SEABROOK: In fact, they have been working most of the day on an energy bill that focuses, for the first time, on conservation rather than new oil and natural gas drilling. It puts new higher efficiency standards in place for everything from federal buildings down to light bulbs. It will spark new ethanol production from corn and other crops. And it pays for all of these by, in fact, revoking many of the tax breaks Republicans passed in recent years for big oil and natural gas companies.

LYDEN: I would guess that some of these members are going to be hitting the county fairs and they're going to be talking about what they have left to do.

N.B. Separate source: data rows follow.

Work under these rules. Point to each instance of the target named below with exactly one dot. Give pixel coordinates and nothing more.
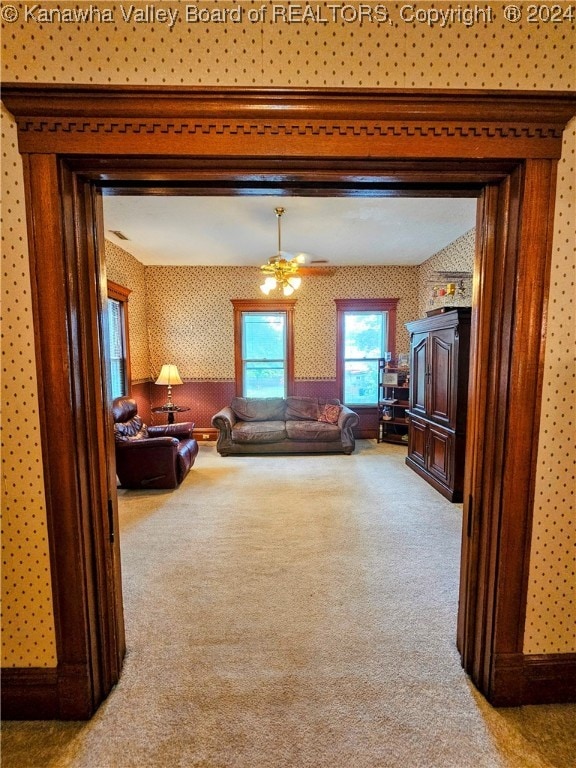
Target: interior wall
(489, 54)
(28, 635)
(456, 257)
(551, 609)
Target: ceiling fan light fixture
(268, 285)
(281, 270)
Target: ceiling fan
(285, 270)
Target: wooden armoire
(439, 361)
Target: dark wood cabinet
(438, 400)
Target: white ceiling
(242, 230)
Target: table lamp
(169, 376)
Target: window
(264, 347)
(118, 346)
(366, 332)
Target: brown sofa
(150, 457)
(284, 425)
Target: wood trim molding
(77, 140)
(447, 123)
(534, 679)
(30, 693)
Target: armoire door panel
(441, 379)
(419, 373)
(440, 454)
(417, 441)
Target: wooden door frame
(503, 146)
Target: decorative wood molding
(500, 145)
(447, 120)
(30, 693)
(534, 679)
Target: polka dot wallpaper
(341, 46)
(27, 622)
(424, 51)
(551, 615)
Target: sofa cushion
(133, 429)
(258, 408)
(330, 413)
(312, 431)
(306, 407)
(258, 431)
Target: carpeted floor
(294, 612)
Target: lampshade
(169, 376)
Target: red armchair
(150, 457)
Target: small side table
(170, 411)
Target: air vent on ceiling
(119, 235)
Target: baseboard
(520, 679)
(30, 693)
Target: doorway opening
(500, 146)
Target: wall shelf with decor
(393, 393)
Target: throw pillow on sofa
(330, 413)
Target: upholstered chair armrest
(180, 430)
(348, 418)
(148, 443)
(224, 419)
(147, 463)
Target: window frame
(343, 306)
(242, 306)
(120, 294)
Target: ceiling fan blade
(307, 271)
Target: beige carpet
(295, 612)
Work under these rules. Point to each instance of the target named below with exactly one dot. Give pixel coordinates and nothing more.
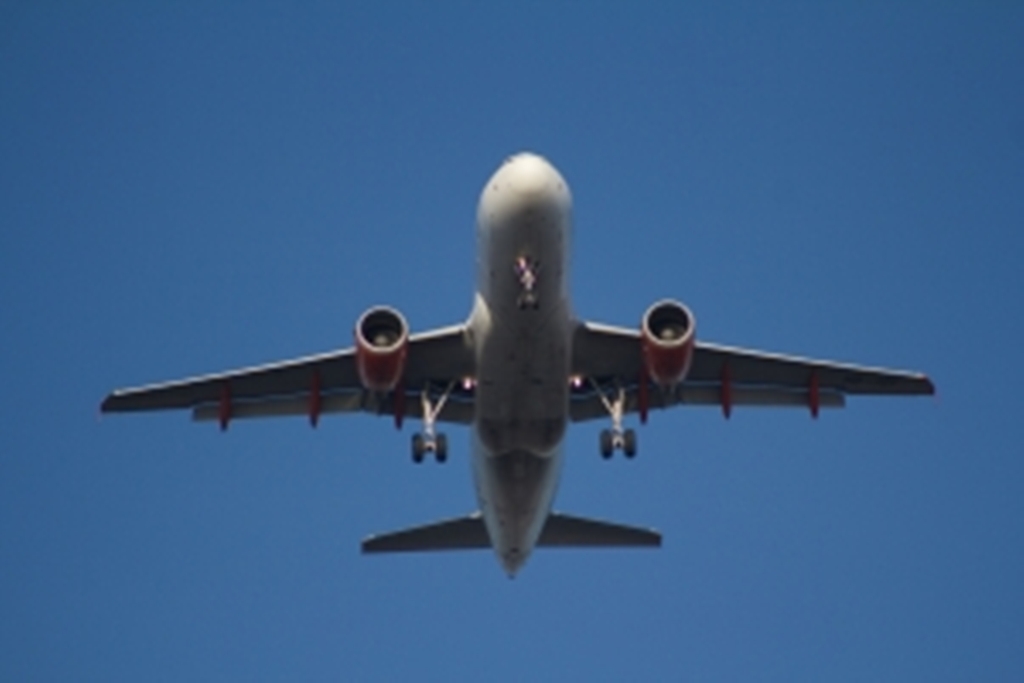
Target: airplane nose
(525, 182)
(529, 176)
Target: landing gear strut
(525, 272)
(615, 438)
(429, 440)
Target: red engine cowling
(381, 347)
(667, 336)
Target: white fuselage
(521, 326)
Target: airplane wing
(609, 358)
(328, 381)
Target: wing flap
(590, 407)
(436, 356)
(458, 412)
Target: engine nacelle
(381, 347)
(667, 337)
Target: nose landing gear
(615, 438)
(525, 272)
(429, 440)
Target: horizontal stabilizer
(469, 532)
(567, 531)
(462, 534)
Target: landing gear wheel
(630, 442)
(418, 449)
(440, 449)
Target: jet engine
(667, 334)
(381, 347)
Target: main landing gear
(615, 438)
(429, 440)
(525, 272)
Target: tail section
(469, 532)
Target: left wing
(330, 381)
(724, 376)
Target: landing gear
(525, 272)
(615, 438)
(429, 440)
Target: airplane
(517, 372)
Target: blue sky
(186, 188)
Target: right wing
(609, 357)
(436, 358)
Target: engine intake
(381, 347)
(667, 333)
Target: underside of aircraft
(517, 372)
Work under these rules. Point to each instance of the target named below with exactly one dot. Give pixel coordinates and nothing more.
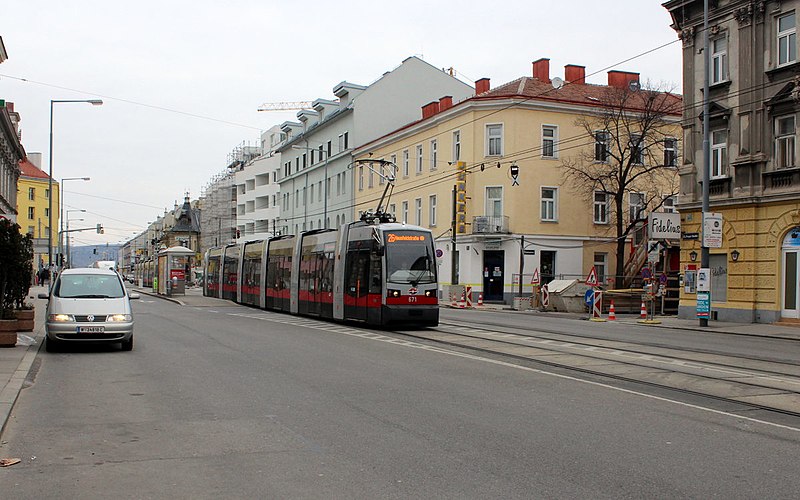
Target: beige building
(754, 180)
(496, 161)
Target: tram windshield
(409, 258)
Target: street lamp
(324, 182)
(93, 102)
(61, 211)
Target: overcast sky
(182, 80)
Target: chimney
(482, 86)
(575, 74)
(430, 109)
(621, 79)
(541, 70)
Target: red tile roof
(30, 170)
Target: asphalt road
(232, 402)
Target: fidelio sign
(665, 226)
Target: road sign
(712, 230)
(591, 280)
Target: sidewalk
(16, 362)
(758, 329)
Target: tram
(374, 270)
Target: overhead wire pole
(704, 252)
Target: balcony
(490, 224)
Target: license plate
(91, 329)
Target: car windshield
(88, 286)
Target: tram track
(772, 387)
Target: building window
(549, 204)
(784, 141)
(637, 149)
(494, 201)
(636, 206)
(670, 204)
(600, 266)
(549, 140)
(787, 39)
(719, 149)
(719, 60)
(600, 207)
(494, 140)
(601, 142)
(670, 152)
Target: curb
(10, 393)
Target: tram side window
(358, 272)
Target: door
(493, 274)
(547, 261)
(789, 300)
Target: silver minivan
(89, 305)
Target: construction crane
(285, 106)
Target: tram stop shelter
(172, 270)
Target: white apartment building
(257, 190)
(316, 174)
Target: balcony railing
(490, 224)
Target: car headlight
(119, 317)
(60, 318)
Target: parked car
(89, 305)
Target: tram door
(493, 280)
(356, 284)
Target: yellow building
(33, 214)
(497, 161)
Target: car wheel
(127, 345)
(50, 345)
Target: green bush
(16, 267)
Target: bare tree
(633, 163)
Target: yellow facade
(571, 231)
(32, 212)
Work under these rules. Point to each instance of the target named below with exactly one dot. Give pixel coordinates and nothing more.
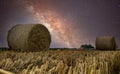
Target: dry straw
(29, 37)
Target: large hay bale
(29, 37)
(105, 43)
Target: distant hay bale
(29, 37)
(105, 43)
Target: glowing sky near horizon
(70, 22)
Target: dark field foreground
(61, 62)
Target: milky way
(58, 26)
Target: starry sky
(70, 22)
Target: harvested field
(61, 62)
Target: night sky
(70, 22)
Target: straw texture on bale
(29, 37)
(105, 43)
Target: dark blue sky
(91, 17)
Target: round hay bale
(29, 37)
(105, 43)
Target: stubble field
(61, 62)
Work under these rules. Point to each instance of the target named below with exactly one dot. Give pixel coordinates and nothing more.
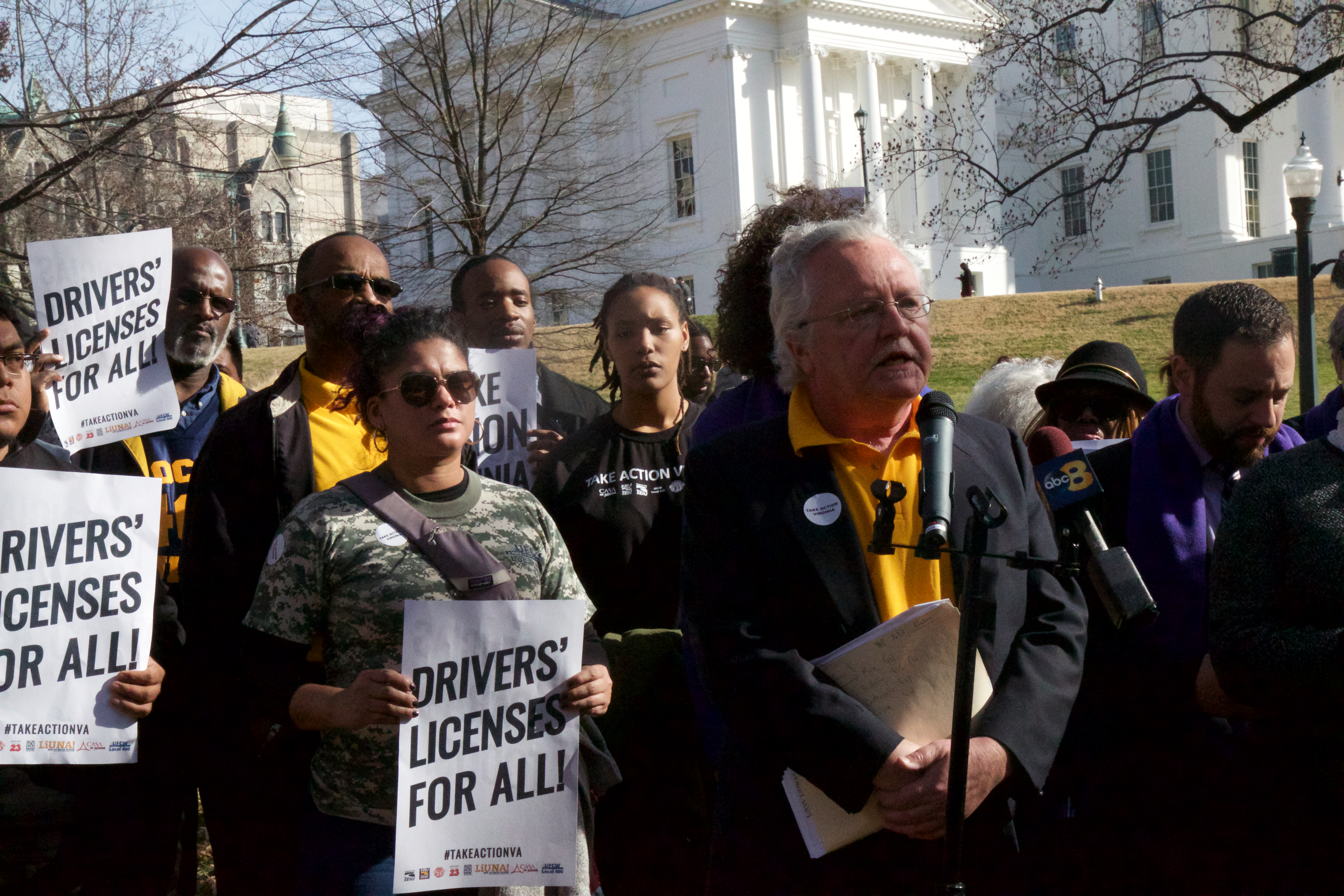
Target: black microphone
(1069, 484)
(936, 420)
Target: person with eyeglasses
(199, 312)
(267, 455)
(1100, 393)
(1158, 754)
(775, 574)
(334, 576)
(54, 832)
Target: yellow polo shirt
(901, 580)
(342, 447)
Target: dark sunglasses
(189, 298)
(19, 363)
(420, 390)
(355, 283)
(1107, 410)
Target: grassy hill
(970, 335)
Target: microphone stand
(988, 514)
(972, 608)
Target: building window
(683, 176)
(687, 285)
(1151, 30)
(428, 225)
(1076, 202)
(1250, 175)
(1162, 197)
(1066, 53)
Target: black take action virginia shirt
(616, 496)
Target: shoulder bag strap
(460, 559)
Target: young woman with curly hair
(745, 336)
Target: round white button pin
(823, 508)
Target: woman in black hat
(1100, 393)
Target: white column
(929, 197)
(873, 105)
(740, 119)
(814, 116)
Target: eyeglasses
(866, 315)
(420, 390)
(189, 298)
(19, 363)
(355, 283)
(1105, 409)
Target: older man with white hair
(775, 574)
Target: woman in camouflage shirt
(338, 577)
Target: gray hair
(789, 300)
(1336, 338)
(1007, 391)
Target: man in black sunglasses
(492, 300)
(290, 440)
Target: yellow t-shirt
(342, 447)
(901, 580)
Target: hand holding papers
(905, 672)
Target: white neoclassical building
(740, 96)
(746, 94)
(1206, 205)
(736, 97)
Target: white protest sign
(77, 586)
(487, 776)
(506, 410)
(104, 299)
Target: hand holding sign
(376, 698)
(135, 691)
(589, 692)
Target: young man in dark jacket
(273, 449)
(492, 300)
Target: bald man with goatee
(156, 797)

SEABROOK: That's true. That's true. But they still have - the House still has lots on its schedule today. I mean, leaders are determined to pass a massive federal spending bill to fund the Pentagon for the next year. That debate is likely to go well into the night. And then, the most contentious piece of legislation will come up - the bill to broaden the Bush administration's powers to listen in on telephone calls and other communications that are routed through the United States. This is the Foreign Intelligence Surveillance Act. And you, Jacki, and listeners, will remember it's the subject of a lot of anger from Democrats and even legal scholars who say its courts who are bypassed illegally by Mr. Bush's warrantless wiretapping program.

President Bush says he needs broadened powers to protect the country from terrorist attacks and that the Congress must pass this bill before it leaves for break.

Jacki, the Senate did give him most of what he wanted last night, although, in a temporary bill - just six months. And the House is expected to bring it up before it leaves town.

LYDEN: Do they have to bring it up today?

SEABROOK: They don't have to. You know, your assumption is right there. The president - but the president really has a trump card. I mean, Democrat - the liberal Democrats would like their leaders to bring up a bill that doesn't give him quite as much powers for quite as long. But the president has the trump card. He has the power to call an emergency session of Congress if he wants to. And he's even hinted that he might do that if the House doesn't pass the FISA bill that he wants.

So here in the Capitol, the political thinking goes that if he were to do that, if he dragged Congress back to town to pass a bill to protect Americans in the middle of August, well, that wouldn't make the Democrats look too good.

LYDEN: Okay.

SEABROOK: So they're more likely, at this point, to give the president what he wants…

LYDEN: Okay.

SEABROOK: …than risk a big showdown.